Lunes, 2 de mayo de 2011 | Hoy
EL PAíS › EL VELORIO EN EL CLUB
Por Silvina Friera
Las puertas del Club Defensores de Santos Lugares se abrieron a las ocho y media de la mañana de ayer. Un domingo gris, lluvioso y ventoso, muy fresco, en sintonía fina con el cosmos literario de Ernesto Sabato. Acá, don Ernesto jugaba al dominó con sus amigos. En el salón del primer piso, un pequeño vallado establecía apenas una mínima distancia de unos treinta centímetros con el cajón; bastaba con inclinarse levemente y estirar la mano para acariciar la madera. Tres coronas rodeaban el ataúd: la de la presidenta Cristina Fernández, la de la Embajada de España y la de la Secretaría de Cultura de la Nación. Juan Carlos Ozán, neuquino, hombre de montaña, que llegó el sábado a la noche, se acercó y besó al escritor en la frente. Fue el primero en llegar. “¡Tanta gente ha muerto! –escribió Sabato en España en los diarios de mi vejez, su último libro–. Me he puesto a reír, claro, lo único seguro. Ni bien me descuido ya estoy pensando en la muerte. Ya estará cerca. Miro el cuarto alrededor para ver por cuál de las puertas entrará.” El rostro del escritor se veía sereno. En paz. Elsa Marianelli, de la Cochería Molinari, está acostumbrada a la atmósfera de los velorios. A los silencios, a los gemidos, a las caras contritas y a los balbuceos de la lengua de la despedida. “Yo me llevo bien con la muerte; es parte de la vida: así como nacemos nos vamos. No queda otra –sentenció–. La muerte es algo que nos va a pasar a todos.” Velar al “maestro” –agregó Marianelli– es “muy” emotivo. “El velatorio tiene tres momentos: la entrada, que es la impotencia que te da el hecho de que lo que vos querés está ahí adentro –señalaba hacia el ataúd–. La segunda es la distensión; todos conversan y cuentan historias. La tercera es cuando cierran el cajón: ya está, no hay retorno. Se acabó.”

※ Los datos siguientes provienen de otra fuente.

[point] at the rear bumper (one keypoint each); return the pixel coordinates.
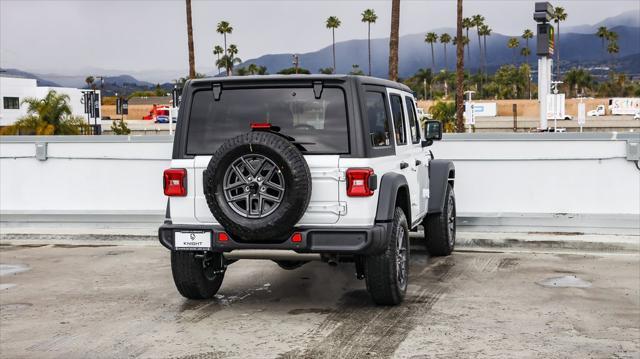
(361, 240)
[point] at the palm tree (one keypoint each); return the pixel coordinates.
(252, 69)
(228, 62)
(613, 49)
(485, 31)
(527, 35)
(431, 38)
(478, 21)
(394, 40)
(460, 68)
(424, 77)
(612, 46)
(525, 51)
(231, 60)
(559, 15)
(217, 50)
(467, 23)
(444, 40)
(355, 70)
(578, 80)
(223, 29)
(333, 23)
(465, 40)
(514, 44)
(369, 16)
(603, 34)
(192, 60)
(89, 80)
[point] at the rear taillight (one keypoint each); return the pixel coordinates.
(175, 182)
(361, 182)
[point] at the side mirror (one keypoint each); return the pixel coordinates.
(433, 130)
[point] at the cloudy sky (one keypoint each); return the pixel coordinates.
(132, 36)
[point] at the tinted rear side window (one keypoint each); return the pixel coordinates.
(398, 119)
(413, 122)
(317, 125)
(377, 118)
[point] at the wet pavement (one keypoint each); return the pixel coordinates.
(108, 299)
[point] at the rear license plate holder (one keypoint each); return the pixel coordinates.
(192, 240)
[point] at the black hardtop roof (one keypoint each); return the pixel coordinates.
(362, 80)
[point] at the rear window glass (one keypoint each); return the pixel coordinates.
(317, 125)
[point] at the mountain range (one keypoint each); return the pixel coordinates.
(578, 45)
(415, 53)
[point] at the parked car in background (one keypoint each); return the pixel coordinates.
(599, 111)
(624, 105)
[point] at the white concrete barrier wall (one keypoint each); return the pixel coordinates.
(505, 182)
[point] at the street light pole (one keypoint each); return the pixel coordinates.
(296, 61)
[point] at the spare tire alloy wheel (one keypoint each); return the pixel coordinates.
(258, 186)
(254, 186)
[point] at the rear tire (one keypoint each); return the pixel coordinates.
(387, 274)
(440, 228)
(194, 278)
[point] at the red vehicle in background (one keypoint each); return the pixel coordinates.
(159, 114)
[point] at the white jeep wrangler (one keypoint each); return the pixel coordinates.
(296, 168)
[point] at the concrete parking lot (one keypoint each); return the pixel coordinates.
(114, 299)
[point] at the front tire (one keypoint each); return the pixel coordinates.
(195, 278)
(387, 274)
(440, 228)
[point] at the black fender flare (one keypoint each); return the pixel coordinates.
(441, 172)
(390, 184)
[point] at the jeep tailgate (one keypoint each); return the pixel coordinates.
(324, 206)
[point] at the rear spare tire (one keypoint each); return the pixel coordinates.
(258, 186)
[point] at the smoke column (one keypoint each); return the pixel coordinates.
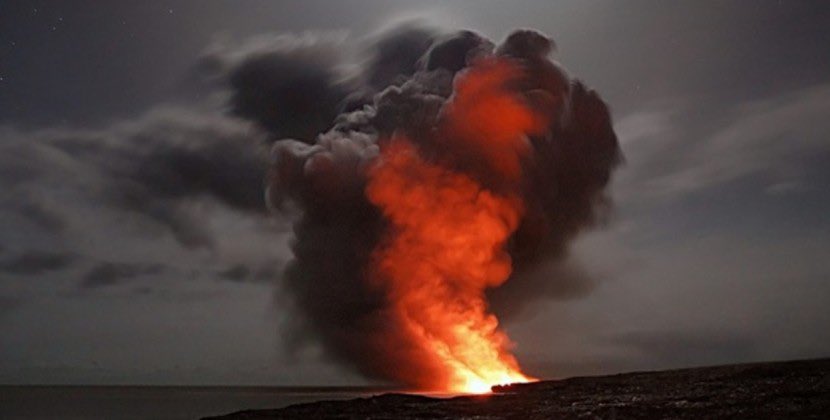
(455, 169)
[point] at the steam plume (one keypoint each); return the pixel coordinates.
(467, 129)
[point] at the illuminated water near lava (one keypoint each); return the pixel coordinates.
(448, 233)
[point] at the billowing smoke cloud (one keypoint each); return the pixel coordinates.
(411, 88)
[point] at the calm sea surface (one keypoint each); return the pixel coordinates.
(154, 402)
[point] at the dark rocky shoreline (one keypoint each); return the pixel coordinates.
(797, 389)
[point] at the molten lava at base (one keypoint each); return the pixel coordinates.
(445, 249)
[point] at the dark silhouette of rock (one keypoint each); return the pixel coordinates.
(798, 389)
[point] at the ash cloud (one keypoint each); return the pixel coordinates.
(110, 273)
(319, 175)
(34, 262)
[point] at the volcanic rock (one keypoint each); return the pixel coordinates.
(797, 389)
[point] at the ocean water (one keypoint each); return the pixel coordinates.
(156, 402)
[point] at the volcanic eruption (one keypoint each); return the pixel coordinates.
(454, 169)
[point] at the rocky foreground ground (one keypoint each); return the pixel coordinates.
(799, 389)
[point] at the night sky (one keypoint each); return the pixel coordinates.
(120, 262)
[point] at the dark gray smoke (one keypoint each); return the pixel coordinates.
(403, 89)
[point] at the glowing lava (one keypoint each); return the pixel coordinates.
(447, 232)
(446, 249)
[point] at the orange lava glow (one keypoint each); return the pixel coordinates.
(448, 233)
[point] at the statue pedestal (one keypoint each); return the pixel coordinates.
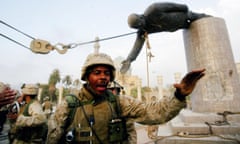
(207, 46)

Un joven con un libro de Sabato en la mano, El túnel, apuntó la cámara de su teléfono celular hacia el ataúd y gatilló una foto. “Te quiero, te quiero”, repetía en voz baja, mucho antes de que el salón se llenara y la gente aplaudiera. Mirta Roa, la hija del escritor paraguayo Augusto Roa Bastos, llegó el sábado a la noche. De tanto en tanto, abrazaba a Elvira González Fraga, la última compañera de Sabato. “Más que amigos, eran como hermanos. En la puerta del placard del departamento de mi papá, Ernesto recortó una foto suya, la pegó y escribió: ‘Augusto, mi hermano’. A mi padre le decía Roita.” La tonada melodiosa de Mirta paseaba en voz baja por los recuerdos. “Mi papá decía que el hombre cabal tiene dos nacimientos: uno al nacer y el otro al morir. Porque nacen a otra vida, a una vida inmortal.” Un repaso de coincidencias. Sabato y Roa Bastos nacieron en junio, los dos murieron en abril, durante la Feria del Libro, ambos son premios Cervantes. “Ernesto no claudicó nunca, jamás se entregó por ambición o por poder. Se mantuvo siempre humilde, con ese sentimiento de arraigo al pueblo, al lugar donde está. Sin olvidar su inmensa literatura, lo que más me conmueve es esa vocación de servicio de prestar su voz a los que no pueden expresarse, usar su prestigio para hacer escuchar a la gente que está sumergida”, sintetizó Mirta. “Si ellos se querían tanto, si eran como hermanos, acabo de perder a un tío.”
Cuando el obispo de San Isidro, monseñor Jorge Casaretto, arrancó con el oficio religioso, más de 300 personas desbordaban el salón. “Si hay una persona que ha vivido sin discriminar a alguien, valorando lo que es la persona humana, ha sido Ernesto. No solamente ha sido un gran escritor, sino un gran humanista, un gran maestro para todos nosotros, un hombre que buscó siempre la dimensión trascendente.”